El norte de Chile: creatividad en tensión con el centralismo
La situación se agudiza en el norte del país. Por ejemplo, los creadores de las Artes Escénicas en Iquique, Antofagasta o Calama enfrentan un doble desafío: competir en igualdad de condiciones con los proyectos de Santiago y, al mismo tiempo, sortear el aislamiento geográfico que limita redes y visibilidad. En definitiva, para subsistir y llevar a cabo sus iniciativas deben ceñirse a un sistema mecánico en el que la cultura se mide únicamente por “niveles de participación”, cifras y estadísticas, sin considerar la profundidad del sentido que encierra esa participación.
Este reduccionismo invisibiliza lo más esencial: la vocación de estas agrupaciones no radica en acumular números, sino en fortalecer procesos formativos y comunitarios, en generar espacios de encuentro, memoria y pertenencia en territorios históricamente postergados. Cuando el Estado mide resultados en planillas, lo que pierde de vista es la capacidad de estas prácticas culturales de transformar vidas, construir identidad y ofrecer alternativas frente a la fragmentación social.
El centralismo administrativo se refleja también en el mundo minero. Los aportes de responsabilidad social empresarial, que podrían convertirse en un soporte para proyectos culturales de largo plazo, se canalizan a través de procedimientos que replican la misma lógica estatal. El resultado es la duplicación de trámites, fragmentación de recursos y, nuevamente, la falta de continuidad. La carencia de infraestructura cultural pública en varias ciudades del norte obliga a las agrupaciones a arrendar espacios privados, un gasto que los fondos rara vez reconocen con flexibilidad.

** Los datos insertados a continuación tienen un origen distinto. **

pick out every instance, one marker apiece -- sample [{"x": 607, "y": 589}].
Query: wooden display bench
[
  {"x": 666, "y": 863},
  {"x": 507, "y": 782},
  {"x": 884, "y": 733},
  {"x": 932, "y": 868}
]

Universidades atrapadas en la misma lógica
Las universidades del norte tampoco escapan de este círculo vicioso. Aunque deberían ser espacios de innovación cultural y crítica, sus estructuras replican la burocracia estatal con celo. Los elencos artísticos estables —teatros universitarios, coros, orquestas— viven la incertidumbre presupuestaria permanente, dependiendo año a año de fondos concursables o de justificaciones excesivamente rígidas. Los tiempos del arte, que requieren maduración, se ven subordinados a cronogramas administrativos que imponen plazos y métricas.
En muchas Casas de Estudios Superiores, las unidades de vinculación carecen de autonomía financiera y administrativa, por lo que proyectos urgentes —como rescatar memorias obreras o fortalecer la herencia cultural andina— quedan postergados por simples trámites internos. De este modo, el propio espacio universitario, llamado a liderar la reflexión y la innovación cultural, termina prisionero de la burocracia.
La ausencia en la agenda política
Lo más preocupante es que esta problemática parece invisible para quienes aspiran a dirigir el país. Hasta el día de hoy, la burocracia cultural no aparece en las agendas de los candidatos presidenciales: ningún programa, ni siquiera una declaración pública, ha mostrado interés por revisar esta maquinaria que asfixia la vitalidad creativa de las comunidades. La cultura sigue siendo vista como un adorno, un gesto simbólico, y no como un derecho ni como un pilar de desarrollo social.
La omisión no es casual: implica una desvalorización profunda de la cultura en tanto motor de cohesión, memoria e identidad. Mientras la política se concentra en cifras macroeconómicas y disputas coyunturales, se ignora que el debilitamiento de la vida cultural erosiona silenciosamente la capacidad de imaginar futuro.
La ausencia de esta discusión en la agenda presidencial es un síntoma grave de nuestra precariedad democrática. Si la política no asume este debate, la cultura seguirá condenada a sobrevivir a pesar del Estado, en lugar de florecer con él.